The French have not followed up on their initial advantage, as one would have expected them to do. From all we have heard, they took great pains to capture prisoners rather than kill, and that most of the dead were the result of the Indians’ zeal. We have heard, too, that the French, who have full knowledge of the situation here at Loyalhanna...that only a part of the army has arrived ...are determined to attack here before the full army can come up. However, the Indians are disaffected. They are tired of the French and are anxious to get home to their families, having been gone from them for quite a long time. After all, they are men like us, and are quite capable of loving and caring, and being loved in return, and missing those that they do love, just as we do. The influence of Frederick Post, a man in whom the Savages have the utmost confidence, and who is among them at this time as agent for the Province, has been quite successful in alienating them from the French! It remains to be seen just what this will do in the whole scheme of things.

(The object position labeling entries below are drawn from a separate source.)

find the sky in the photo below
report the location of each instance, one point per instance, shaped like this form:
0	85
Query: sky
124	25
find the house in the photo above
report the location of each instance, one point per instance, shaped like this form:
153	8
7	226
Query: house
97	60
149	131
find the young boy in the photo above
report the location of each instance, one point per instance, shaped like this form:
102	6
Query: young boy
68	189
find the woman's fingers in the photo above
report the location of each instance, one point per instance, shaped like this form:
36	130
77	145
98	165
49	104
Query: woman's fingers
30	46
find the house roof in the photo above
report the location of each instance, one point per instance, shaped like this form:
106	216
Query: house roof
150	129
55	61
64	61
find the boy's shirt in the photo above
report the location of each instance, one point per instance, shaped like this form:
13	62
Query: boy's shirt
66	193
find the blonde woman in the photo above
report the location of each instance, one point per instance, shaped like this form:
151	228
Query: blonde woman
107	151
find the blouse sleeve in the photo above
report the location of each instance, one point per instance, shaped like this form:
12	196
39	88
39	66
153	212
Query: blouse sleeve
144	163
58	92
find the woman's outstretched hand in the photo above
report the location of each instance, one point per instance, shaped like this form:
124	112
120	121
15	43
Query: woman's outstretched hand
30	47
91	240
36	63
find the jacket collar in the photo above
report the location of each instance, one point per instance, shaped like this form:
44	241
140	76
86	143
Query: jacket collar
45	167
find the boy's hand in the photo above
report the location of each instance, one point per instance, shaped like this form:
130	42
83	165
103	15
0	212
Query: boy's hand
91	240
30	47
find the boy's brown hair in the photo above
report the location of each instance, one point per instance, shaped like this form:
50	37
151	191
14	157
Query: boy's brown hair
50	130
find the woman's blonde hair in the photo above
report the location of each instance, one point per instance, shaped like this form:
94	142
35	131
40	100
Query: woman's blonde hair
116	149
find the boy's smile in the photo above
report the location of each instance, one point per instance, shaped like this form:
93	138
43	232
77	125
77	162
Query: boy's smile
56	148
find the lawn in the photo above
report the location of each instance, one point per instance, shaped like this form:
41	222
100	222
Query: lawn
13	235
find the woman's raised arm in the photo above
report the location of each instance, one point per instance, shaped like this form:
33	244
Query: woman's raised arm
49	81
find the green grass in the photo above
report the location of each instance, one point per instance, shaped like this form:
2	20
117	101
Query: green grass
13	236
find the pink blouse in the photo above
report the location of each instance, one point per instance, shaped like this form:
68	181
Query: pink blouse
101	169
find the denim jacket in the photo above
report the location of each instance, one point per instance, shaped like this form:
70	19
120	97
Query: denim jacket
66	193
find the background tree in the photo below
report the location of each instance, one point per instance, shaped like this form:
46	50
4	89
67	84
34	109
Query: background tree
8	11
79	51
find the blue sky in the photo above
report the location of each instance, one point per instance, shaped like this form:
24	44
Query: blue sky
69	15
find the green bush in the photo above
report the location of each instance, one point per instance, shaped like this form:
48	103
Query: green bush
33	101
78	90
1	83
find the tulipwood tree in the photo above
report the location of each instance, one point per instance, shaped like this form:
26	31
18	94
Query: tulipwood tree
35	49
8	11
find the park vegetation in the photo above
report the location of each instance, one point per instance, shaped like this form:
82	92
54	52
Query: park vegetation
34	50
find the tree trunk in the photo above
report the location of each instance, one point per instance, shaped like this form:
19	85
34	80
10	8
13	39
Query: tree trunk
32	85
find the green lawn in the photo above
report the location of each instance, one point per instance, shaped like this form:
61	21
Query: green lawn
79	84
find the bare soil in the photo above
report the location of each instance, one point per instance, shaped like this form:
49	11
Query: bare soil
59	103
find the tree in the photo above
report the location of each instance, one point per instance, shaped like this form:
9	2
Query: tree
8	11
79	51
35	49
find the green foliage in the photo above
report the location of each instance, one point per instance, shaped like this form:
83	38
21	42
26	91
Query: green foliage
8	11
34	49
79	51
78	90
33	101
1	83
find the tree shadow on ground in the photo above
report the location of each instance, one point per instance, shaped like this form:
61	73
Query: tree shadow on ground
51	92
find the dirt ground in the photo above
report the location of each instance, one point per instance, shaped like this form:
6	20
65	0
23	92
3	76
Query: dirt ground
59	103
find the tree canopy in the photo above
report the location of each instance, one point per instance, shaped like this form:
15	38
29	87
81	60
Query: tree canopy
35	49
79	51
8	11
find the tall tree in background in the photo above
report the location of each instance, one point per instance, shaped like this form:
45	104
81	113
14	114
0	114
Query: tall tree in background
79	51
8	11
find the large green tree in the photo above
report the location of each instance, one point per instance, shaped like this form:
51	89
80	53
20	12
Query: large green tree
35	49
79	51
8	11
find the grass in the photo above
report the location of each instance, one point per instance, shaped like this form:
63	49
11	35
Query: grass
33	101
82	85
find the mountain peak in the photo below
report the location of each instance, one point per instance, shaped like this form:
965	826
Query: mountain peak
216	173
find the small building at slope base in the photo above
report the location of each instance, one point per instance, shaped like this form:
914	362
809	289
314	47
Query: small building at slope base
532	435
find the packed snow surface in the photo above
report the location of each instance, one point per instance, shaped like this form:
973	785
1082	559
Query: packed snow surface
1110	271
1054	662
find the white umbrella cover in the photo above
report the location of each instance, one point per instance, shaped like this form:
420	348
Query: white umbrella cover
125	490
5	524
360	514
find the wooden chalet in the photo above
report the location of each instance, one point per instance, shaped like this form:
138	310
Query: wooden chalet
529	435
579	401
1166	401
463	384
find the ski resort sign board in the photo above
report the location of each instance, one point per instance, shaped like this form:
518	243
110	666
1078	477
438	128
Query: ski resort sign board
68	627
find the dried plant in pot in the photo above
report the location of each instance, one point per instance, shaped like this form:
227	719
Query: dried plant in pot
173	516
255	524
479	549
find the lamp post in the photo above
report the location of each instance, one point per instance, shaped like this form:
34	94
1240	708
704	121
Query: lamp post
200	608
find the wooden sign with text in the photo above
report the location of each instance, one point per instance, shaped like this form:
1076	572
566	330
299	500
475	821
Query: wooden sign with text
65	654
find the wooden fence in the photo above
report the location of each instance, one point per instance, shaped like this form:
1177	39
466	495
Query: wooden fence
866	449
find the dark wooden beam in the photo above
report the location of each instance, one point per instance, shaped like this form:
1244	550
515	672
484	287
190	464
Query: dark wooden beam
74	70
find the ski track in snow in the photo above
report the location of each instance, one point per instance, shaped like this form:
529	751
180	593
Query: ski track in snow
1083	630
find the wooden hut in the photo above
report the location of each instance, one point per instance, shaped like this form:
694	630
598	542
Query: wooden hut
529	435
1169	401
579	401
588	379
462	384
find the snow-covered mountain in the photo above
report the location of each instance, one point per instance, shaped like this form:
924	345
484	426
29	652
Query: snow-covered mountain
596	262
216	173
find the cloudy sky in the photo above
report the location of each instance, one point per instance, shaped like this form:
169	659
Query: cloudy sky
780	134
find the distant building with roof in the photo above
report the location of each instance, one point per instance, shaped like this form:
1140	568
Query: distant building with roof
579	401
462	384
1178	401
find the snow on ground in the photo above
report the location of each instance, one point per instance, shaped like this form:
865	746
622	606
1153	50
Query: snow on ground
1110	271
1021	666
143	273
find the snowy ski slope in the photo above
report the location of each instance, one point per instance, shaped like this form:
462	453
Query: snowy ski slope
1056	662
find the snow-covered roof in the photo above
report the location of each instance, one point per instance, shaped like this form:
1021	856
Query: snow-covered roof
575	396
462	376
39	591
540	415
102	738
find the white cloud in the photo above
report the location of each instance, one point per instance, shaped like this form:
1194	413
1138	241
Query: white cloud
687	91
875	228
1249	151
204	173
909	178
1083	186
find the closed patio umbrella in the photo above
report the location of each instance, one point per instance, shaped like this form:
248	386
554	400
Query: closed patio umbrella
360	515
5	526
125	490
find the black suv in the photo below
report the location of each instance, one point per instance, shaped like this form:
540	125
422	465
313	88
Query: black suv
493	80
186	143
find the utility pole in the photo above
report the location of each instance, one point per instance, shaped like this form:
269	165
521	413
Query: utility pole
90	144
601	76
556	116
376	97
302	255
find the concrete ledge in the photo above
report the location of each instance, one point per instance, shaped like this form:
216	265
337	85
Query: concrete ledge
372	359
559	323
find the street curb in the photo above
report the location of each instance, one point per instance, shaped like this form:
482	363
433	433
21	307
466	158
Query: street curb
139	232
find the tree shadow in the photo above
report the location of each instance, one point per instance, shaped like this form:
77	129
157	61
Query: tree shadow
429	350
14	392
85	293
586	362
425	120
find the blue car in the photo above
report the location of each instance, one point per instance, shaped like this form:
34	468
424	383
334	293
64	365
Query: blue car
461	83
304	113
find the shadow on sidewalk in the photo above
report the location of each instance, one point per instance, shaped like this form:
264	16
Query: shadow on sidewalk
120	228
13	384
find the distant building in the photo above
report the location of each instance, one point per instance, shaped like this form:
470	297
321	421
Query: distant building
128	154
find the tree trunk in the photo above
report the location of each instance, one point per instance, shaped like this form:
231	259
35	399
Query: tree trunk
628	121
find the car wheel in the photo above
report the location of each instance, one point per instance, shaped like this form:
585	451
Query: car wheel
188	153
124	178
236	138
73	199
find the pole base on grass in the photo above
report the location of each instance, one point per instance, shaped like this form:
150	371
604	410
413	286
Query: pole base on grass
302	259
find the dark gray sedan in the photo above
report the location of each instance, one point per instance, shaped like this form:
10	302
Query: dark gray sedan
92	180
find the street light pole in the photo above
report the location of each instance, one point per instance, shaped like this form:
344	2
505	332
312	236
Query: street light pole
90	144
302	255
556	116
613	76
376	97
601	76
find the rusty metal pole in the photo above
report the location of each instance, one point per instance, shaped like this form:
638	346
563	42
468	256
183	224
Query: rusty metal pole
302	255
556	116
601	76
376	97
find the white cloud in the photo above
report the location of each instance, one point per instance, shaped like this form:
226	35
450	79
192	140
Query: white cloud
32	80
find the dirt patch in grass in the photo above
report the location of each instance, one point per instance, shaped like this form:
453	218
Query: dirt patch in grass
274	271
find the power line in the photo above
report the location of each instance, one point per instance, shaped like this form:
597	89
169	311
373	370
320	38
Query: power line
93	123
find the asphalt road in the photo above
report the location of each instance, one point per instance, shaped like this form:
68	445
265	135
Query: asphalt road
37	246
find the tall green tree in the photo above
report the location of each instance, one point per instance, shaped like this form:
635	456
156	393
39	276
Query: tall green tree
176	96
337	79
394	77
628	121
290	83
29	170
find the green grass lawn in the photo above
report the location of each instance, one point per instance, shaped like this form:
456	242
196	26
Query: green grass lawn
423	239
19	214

And whilst I speak of the Indians wanting to go home to their loved ones, I, too, am quite anxious to return home. I miss you more than I can properly say, my darling. I lie awake at night thinking of you. Your image fills my mind’s eye and my heart longs to hold you close, smell your intoxicating odor, and feel your softness pressed against me. I pray that God will keep me safe during this conflict, and allow me to return to you very soon.
Nancy, when I do get home, you and I have a very important decision to make, one that is not to be taken lightly, and will of necessity, cause and require me to adopt a totally different lifestyle. I am growing very tired of the dangers of the wilderness, and have escaped too many times to keep counting on it. One of these times, my luck is apt to run out. I have given much thought to this, and I have come to the conclusion that I must change my ways.
I have never loved anyone as I love you, Nancy, and I want to spend the rest of my days...however many or few they are...with you. I want you to be happy, too, and not constantly worried over my safety, or whether you will ever see me again...and for causing you that stress, I am truly sorry, my love. I want to have sons, or daughters, to carry on where I will leave off someday.
There is only one way for all this to happen...
My dearest, if you will have me, will you be my wife? I want you to think on this, and when I return in a few weeks we will make our decision.
I am tired now, and must try to sleep awhile before it is my turn to relieve Many Flags and guard our camp.